2. Each of the representations and warranties of the Company contained in the Agreement (A) to the extent such representations and warranties are subject to qualifications and exceptions contained therein relating to materiality or Material Adverse Effect, are true and correct on and as of the date hereof with the same force and effect as if expressly made on and as of the date hereof, except for those representations and warranties that speak solely as of a specific date and which were true and correct as of such date, and (B) to the extent such representations and warranties are not subject to any qualifications or exceptions, are true and correct in all material respects as of the date hereof as if made on and as of the date hereof with the same force and effect as if expressly made on and as of the date hereof except for those representations and warranties that speak solely as ofa specific date and which were so true and correct as of such date.

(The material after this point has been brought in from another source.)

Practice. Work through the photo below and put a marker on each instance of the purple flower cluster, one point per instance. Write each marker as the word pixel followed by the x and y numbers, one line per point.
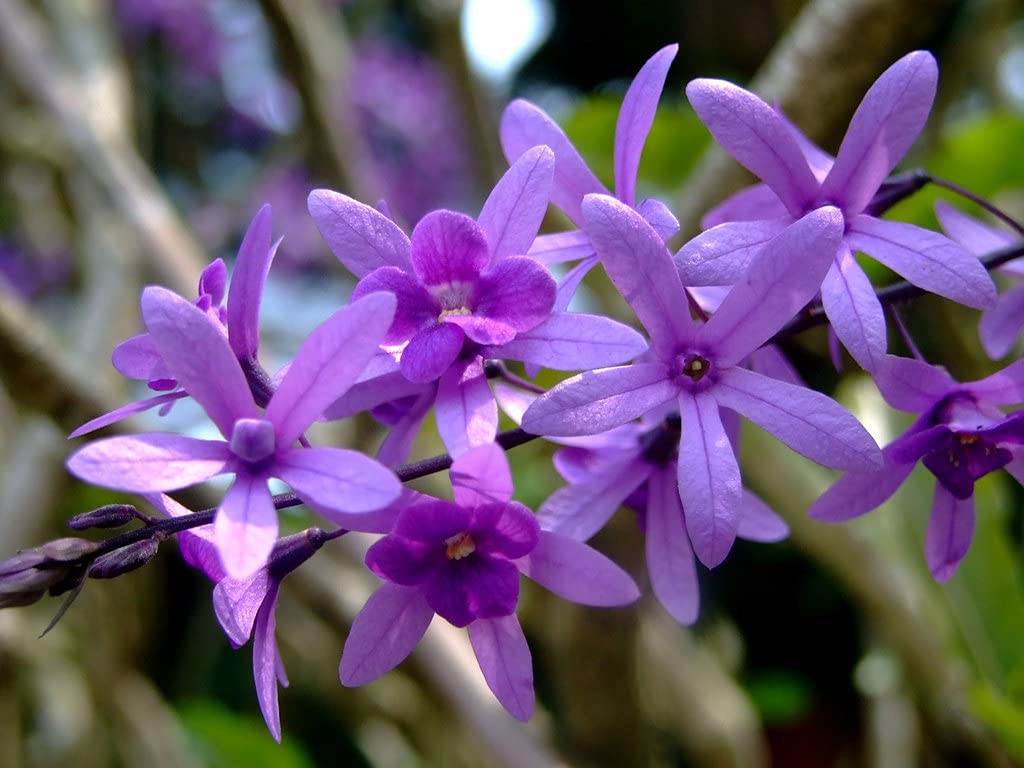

3. Each of the covenants required to be performed by the Company in the Agreement on or prior to the date of the Agreement, this Representation Date, and each such other date as set forth in the Agreement, has been duly, timely and fully performed in all material respects and each condition required to be complied with by the Company on or prior to the date of the Agreement, this Representation Date, and each such other date as set forth in the Agreement has been duly, timely and fully complied with in all material respects.
4. Subsequent to the date of the most recent financial statements in the Prospectus, there has been no Material Adverse Effect.
5. No stop order suspending the effectiveness of the Registration Statement or of any part thereof has been issued, and no proceedings for that purpose have been instituted or are pending or threatened by any securities or other governmental authority (including, without limitation, the Commission). 6. No order suspending the effectiveness of the Registration Statement or the qualification or registration of the Placement Shares under the applicable securities or blue sky laws of any applicable jurisdiction are in effect and no proceeding for such purpose is pending before, or threatened, to the Company's knowledge or in writing by, any applicable securities or other governmental authority (including, without limitation, the Commission).
The undersigned has executed this Representation Date Certificate as of the date first written above.